Однажды утром, после ночи кропотливых раздумий и углубленного изучения ситуации, он воскликнул:
– Все кончено. Бояться больше нечего. Старый Люпен умер. Дорогу молодому.
Ему доставили депешу из Германии. То была ожидаемая развязка. Регентский совет, под сильным влиянием Берлинского двора, вынес вопрос на рассмотрение избирателей великого герцогства, и те, под сильным влиянием Регентского совета, подтвердили свою неколебимую приверженность старой династии Вельденца. Графу Вальдемару, а также трем делегатам от дворянства, армии и магистратуры предписано было отправиться в замок Брюггена, неукоснительно установить личность великого герцога Германа IV и вместе с его высочеством принять необходимые распоряжения касательно его торжественного прибытия во владения его отцов, прибытия, которое должно было состояться в начале следующего месяца.
– На этот раз свершилось, – сказал себе Люпен, – великий проект господина Кессельбаха реализуется. Остается лишь заставить Вальдемара поверить в моего Пьера Ледюка. Пустяки! Завтра будет объявлено о предстоящем бракосочетании Женевьевы и Пьера. И Вальдемару представят невесту великого герцога!
И, счастливый, он отправился в автомобиле в замок Брюггена.
По дороге Люпен напевал, насвистывал, заговаривал со своим шофером.
– Октав, а ты знаешь, кого имеешь честь везти? Властелина мира… Да, старина, ты поражен, а? Это истинная правда. Я – властелин мира.
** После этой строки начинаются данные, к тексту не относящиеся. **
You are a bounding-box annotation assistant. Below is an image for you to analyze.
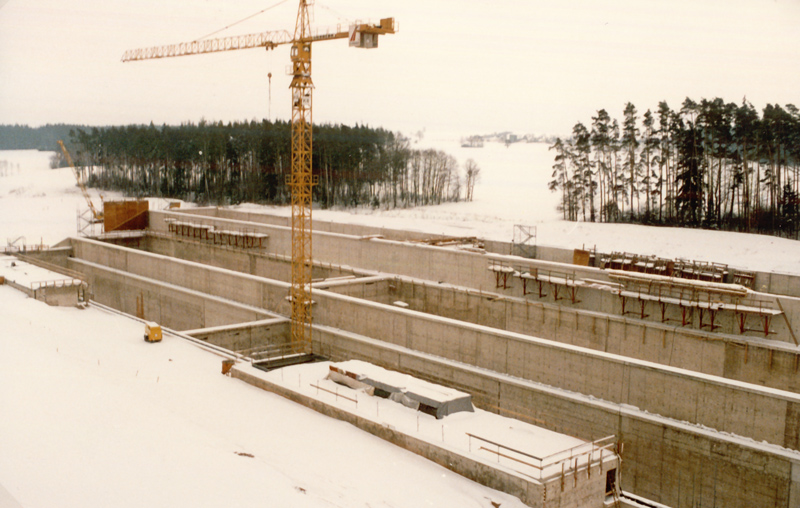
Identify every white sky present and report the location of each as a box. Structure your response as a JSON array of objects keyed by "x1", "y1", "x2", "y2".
[{"x1": 0, "y1": 0, "x2": 800, "y2": 135}]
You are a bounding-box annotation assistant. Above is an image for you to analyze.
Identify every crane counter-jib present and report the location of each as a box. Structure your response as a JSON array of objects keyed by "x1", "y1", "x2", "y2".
[{"x1": 122, "y1": 18, "x2": 396, "y2": 62}]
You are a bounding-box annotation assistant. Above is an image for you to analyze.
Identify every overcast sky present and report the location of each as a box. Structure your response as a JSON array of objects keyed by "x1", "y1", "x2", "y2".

Потирая руки, он продолжал говорить с самим собой:
– Хотя дело было долгим. Вот уже год, как началась борьба. Правда, это была самая чудовищная борьба, которую мне довелось вести… Черт возьми, война гигантов!..
И он повторил:
– Но на этот раз свершилось. Враги повержены. Никаких препятствий между мной и целью. Место свободно, пора строить! Материалы у меня под рукой, есть рабочие, так что строим, Люпен! И пусть дворец будет достоин тебя!
Он велел остановить автомобиль в нескольких сотнях метров от замка, чтобы его приезд остался незамеченным, и сказал Октаву:
– Ты войдешь через двадцать минут, в четыре часа, и отнесешь мои чемоданы в маленькое шале в конце парка. Там я и буду жить.
На первом повороте дороги, в конце тенистой липовой аллеи, его взору открылся замок. Издалека Люпен увидел на крыльце Женевьеву.
Сердце его тихонько дрогнуло.
– Женевьева, Женевьева, – с нежностью произнес он, – Женевьева… обещание, которое я дал твоей умирающей матери, тоже исполняется… Женевьева, великая герцогиня… А я – подле нее, в тени, оберегаю ее счастье… и добиваюсь осуществления великих комбинаций Люпена.
Рассмеявшись, он скрылся за купой деревьев, стоявших слева от аллеи, и пошел вдоль густой чащи. Он добрался до замка так, чтобы его нельзя было заметить из окон гостиной и больших комнат.
Ему хотелось увидеть Долорес прежде, чем она его увидит, и, как в случае с Женевьевой, он несколько раз произнес ее имя, но с волнением, удивившим его самого:
– Долорес… Долорес…
Украдкой он проследовал по коридорам и вошел в столовую. Из этой комнаты в зеркало можно было увидеть половину гостиной.
Он подошел поближе.
Долорес возлежала в шезлонге, а Пьер Ледюк, стоя перед ней на коленях, с восторженным видом смотрел на нее.
Карта Европы
I
Пьер Ледюк любил Долорес!
Люпена пронзила глубокая, острая боль, словно нанесли удар самим основам его жизни, боль такая сильная, что он ясно понял – и это было в первый раз, – чем стала для него Долорес, постепенно, так, что он этого не осознавал.
Пьер Ледюк любил Долорес и смотрел на нее так, как смотрят, когда любят.
Люпен почувствовал в себе слепую, неистовую жажду убийства. Этот взгляд, взгляд любви, обращенный на молодую женщину, этот взгляд приводил его в бешенство. У него возникло ощущение великого безмолвия, окутавшего молодую женщину и юношу, и в этом безмолвии, в неподвижности поз не оставалось ничего живого, кроме этого взгляда любви, этого немого и сладострастного гимна, которым глаза выражали всю страсть, все желание, воодушевление и порыв одного существа к другому.
И Люпен тоже смотрел на госпожу Кессельбах. Глаза Долорес оставались невидимы под опущенными веками, ее шелковистыми веками с длинными черными ресницами. Но как она чувствовала этот взгляд любви, который искал ее взгляда! Как она трепетала под неосязаемой лаской!
«Она любит его… она его любит, – подумал Люпен, сгорая от ревности. И когда Пьер позволил себе какое-то движение, вспыхнул: – О несчастный! Если он осмелится коснуться ее, я убью его».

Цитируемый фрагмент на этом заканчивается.